The incidence of device related new onset atrial arrhythmia is potentially important given the link between atrial arrhythmia and the risk of thromboembolic cerebral events [12]. The incidence of atrial arrhythmia for existing devices following PFO closure varies between 0.6 and 15% depending on the series and the detection methods employed [13–18]. In this series there was confirmed evidence of new onset atrial dysrhythmia (either atrial flutter or fibrillation) in 2.2% of cases following implant of the GSO. In all but one case the arrhythmia resolved quickly and in only 2 cases was specific medical treatment required. A small number of additional patients reported palpitations but investigation failed to confirm an arrhythmia.
The five-wire frame design of the GSO provides flexibility but also allows each wire loop to conform independently to the contour of the adjacent myocardium. A potential advantage of this construction is that it may provide quicker closure of the atrial septum.

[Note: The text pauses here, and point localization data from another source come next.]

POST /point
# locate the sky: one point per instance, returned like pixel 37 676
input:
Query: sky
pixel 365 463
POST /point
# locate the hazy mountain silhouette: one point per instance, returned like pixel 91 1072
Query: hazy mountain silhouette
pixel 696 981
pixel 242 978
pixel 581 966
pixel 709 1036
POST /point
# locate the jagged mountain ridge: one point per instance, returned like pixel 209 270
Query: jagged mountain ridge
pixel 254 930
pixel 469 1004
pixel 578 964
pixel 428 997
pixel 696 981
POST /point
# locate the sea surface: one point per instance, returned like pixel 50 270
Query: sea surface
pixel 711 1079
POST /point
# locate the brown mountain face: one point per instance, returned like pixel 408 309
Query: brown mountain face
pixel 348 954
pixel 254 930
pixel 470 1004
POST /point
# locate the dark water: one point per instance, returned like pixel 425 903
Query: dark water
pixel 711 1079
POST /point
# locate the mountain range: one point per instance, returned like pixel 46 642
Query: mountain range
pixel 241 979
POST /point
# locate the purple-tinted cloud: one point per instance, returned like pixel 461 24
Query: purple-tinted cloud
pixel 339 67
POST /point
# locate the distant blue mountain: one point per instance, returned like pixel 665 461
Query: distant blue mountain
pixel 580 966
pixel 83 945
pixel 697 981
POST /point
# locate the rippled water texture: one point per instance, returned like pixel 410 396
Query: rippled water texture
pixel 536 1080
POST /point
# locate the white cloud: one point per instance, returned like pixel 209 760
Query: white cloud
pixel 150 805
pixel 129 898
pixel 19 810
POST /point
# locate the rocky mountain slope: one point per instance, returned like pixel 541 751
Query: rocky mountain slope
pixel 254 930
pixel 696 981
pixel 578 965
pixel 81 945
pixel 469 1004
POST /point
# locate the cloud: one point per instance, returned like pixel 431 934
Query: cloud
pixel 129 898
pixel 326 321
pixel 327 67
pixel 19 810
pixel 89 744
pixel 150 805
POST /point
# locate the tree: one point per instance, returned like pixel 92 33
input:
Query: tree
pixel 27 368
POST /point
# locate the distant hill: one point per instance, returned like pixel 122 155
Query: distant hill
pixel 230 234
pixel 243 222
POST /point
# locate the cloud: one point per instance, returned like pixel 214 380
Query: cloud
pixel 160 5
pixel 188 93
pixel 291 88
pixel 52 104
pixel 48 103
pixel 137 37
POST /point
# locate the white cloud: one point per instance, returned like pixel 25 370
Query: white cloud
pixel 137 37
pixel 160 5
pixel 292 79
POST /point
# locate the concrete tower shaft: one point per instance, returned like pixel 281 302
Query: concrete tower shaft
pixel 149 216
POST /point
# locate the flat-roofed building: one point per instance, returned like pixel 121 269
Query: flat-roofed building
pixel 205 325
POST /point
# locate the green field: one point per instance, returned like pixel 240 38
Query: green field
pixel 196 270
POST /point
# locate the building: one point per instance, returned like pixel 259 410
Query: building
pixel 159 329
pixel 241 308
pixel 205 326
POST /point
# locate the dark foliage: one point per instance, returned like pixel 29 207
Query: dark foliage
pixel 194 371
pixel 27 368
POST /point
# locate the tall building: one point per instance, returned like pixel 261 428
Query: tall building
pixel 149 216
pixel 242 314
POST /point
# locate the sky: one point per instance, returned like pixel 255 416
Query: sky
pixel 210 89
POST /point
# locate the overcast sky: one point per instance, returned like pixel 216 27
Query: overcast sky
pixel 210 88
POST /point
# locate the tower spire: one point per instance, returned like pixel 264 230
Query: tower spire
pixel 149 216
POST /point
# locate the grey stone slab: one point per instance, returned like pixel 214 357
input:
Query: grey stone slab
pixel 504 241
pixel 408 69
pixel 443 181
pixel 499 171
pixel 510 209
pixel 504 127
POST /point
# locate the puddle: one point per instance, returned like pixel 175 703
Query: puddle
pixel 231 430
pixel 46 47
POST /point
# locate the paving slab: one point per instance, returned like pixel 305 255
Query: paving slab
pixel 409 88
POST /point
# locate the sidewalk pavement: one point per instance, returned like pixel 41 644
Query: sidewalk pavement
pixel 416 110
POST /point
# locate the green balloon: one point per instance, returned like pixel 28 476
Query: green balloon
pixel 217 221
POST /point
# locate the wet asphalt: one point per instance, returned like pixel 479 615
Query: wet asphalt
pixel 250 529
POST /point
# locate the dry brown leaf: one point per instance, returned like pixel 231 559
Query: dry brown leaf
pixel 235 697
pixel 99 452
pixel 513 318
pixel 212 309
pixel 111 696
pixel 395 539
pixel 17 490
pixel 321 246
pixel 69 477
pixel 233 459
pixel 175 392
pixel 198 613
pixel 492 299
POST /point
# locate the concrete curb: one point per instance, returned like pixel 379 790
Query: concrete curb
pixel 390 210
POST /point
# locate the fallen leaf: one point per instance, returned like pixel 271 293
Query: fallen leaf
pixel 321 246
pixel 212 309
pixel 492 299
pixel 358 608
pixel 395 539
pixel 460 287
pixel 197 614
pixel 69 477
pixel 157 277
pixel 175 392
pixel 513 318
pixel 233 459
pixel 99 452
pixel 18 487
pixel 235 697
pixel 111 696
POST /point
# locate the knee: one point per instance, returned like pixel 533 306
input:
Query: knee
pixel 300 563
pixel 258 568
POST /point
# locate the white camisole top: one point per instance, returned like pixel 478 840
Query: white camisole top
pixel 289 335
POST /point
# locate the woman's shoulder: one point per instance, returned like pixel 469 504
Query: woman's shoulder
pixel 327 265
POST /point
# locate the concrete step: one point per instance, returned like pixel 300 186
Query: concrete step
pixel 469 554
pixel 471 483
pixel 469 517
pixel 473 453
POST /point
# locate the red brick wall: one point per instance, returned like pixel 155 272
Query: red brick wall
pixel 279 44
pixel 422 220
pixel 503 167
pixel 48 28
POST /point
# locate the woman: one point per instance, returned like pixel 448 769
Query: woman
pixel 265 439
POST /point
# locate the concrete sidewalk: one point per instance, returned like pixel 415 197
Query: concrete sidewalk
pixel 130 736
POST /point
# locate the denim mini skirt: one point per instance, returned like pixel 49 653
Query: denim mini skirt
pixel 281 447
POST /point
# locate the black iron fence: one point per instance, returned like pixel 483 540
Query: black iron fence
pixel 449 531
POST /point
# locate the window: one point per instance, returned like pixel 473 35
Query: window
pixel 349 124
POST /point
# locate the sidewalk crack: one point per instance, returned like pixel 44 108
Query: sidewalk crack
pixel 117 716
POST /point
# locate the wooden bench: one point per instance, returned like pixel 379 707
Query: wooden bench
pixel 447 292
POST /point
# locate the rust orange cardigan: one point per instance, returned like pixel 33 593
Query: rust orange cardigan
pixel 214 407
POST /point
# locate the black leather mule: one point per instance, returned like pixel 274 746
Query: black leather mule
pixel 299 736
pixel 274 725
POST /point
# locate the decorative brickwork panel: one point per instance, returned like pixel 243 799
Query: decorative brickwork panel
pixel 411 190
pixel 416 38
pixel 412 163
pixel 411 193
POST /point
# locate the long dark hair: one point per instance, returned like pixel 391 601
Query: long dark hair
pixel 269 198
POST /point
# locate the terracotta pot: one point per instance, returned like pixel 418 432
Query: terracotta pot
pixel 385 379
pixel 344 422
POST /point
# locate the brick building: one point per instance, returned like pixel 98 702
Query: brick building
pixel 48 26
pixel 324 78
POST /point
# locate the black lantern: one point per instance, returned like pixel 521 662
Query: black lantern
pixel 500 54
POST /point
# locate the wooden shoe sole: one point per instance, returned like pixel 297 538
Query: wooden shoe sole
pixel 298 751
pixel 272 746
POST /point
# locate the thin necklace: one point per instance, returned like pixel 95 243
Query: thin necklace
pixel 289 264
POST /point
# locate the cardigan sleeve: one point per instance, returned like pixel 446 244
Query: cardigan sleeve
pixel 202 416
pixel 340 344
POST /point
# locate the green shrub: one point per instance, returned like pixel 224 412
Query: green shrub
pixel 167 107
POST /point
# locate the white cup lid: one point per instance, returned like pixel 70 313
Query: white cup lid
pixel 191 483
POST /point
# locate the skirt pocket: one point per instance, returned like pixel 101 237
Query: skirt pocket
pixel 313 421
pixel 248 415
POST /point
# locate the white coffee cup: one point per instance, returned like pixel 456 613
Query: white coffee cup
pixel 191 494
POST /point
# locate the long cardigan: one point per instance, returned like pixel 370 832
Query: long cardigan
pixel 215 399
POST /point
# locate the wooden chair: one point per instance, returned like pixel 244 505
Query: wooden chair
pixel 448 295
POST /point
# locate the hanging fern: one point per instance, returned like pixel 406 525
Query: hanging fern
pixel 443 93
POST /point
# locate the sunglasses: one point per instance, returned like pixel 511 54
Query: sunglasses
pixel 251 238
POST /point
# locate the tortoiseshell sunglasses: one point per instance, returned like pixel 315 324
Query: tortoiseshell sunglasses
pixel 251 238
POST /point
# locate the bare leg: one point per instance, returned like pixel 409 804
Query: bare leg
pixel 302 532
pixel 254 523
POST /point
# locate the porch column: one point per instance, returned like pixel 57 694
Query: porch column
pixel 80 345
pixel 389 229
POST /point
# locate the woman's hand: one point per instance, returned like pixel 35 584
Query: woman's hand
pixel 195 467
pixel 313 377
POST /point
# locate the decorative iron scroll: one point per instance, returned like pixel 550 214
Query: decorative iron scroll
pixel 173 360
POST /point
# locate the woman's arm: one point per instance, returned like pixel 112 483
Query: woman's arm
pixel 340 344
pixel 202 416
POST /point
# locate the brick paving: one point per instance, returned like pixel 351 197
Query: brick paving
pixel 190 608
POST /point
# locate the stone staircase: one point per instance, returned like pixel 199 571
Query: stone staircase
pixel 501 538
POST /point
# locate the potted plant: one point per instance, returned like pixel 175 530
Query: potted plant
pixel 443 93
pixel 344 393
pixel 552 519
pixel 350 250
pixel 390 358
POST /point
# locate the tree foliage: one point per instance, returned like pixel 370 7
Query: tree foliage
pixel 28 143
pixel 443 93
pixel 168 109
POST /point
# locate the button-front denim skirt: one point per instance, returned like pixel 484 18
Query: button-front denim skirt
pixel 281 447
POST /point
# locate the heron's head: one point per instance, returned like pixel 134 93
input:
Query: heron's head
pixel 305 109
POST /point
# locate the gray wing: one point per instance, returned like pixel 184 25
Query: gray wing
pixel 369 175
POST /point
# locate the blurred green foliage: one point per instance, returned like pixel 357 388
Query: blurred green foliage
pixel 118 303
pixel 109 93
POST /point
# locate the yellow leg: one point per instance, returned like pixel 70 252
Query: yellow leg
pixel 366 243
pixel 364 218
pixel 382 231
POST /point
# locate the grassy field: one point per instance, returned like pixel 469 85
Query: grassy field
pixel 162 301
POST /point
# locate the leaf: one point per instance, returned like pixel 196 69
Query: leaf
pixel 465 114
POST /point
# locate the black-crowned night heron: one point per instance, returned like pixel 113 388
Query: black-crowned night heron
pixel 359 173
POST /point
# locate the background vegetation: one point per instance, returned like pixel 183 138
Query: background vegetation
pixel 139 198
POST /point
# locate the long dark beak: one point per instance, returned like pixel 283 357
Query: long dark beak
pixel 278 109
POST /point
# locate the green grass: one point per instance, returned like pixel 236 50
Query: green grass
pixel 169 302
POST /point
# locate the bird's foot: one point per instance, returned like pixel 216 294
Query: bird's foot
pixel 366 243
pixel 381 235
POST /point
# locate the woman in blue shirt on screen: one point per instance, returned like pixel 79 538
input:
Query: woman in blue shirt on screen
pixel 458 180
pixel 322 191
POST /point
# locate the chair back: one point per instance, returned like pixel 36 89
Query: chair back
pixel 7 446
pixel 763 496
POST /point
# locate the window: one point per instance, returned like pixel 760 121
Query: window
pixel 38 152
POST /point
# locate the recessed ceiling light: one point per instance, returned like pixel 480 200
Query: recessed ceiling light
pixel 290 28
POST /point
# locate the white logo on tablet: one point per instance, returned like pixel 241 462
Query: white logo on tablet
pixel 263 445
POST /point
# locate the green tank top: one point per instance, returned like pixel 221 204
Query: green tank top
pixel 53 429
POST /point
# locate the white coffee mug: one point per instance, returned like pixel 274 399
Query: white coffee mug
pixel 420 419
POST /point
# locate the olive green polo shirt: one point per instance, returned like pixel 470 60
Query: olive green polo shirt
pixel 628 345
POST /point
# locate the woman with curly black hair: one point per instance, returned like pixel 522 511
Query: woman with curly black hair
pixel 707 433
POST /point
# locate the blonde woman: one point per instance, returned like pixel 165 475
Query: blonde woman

Whilst there is no clear data relating residual shunts to recurrent thrombo-embolic events, clearly it is desirable that if an occlusion procedure is deemed necessary that rapid early closure of the septum is achieved. Currently, the Amplatzer family of devices achieve the highest early closure rates as assessed by postimplant bubble studies with ~93.5% of cases achieving complete or minor residual shunting 6 months following occlusion [19]. A large number of bubble studies with Valsalva were performed and reported within this registry data set demonstrating nearly 95% complete occlusion or minor shunting following PFO closure with the GSO despite the fact that on the whole the bubble studies were performed very early in keeping with current protocols within our submitting units. The HELEX by comparison is reported to have on-table closure rates of 60%, rising to 90% by six months [11].
Study Limitations
This study is limited by the non randomized and retrospective design with voluntary data submission and without specific implant protocols or standardized techniques. Follow-up times are short and in 28% of cases data is limited to the immediate postprocedural period. This reflects the fact that this device was only recently available.
Conclusions
In this registry series the GSO was a reliable and effective device for closure of PFO of all types. Complications rates were in keeping with those reported for existing technology, which are already in use for this procedure. Clearly, further prospective data relating to device performance are required.
Footnotes
Conflict of interest: Relationship with industry: Both Dr Thomson and Dr Ormerod are consultants for GORE medical (the device manufacturer) but had no direct role in the development of this device and have no stock or financial interest in this company.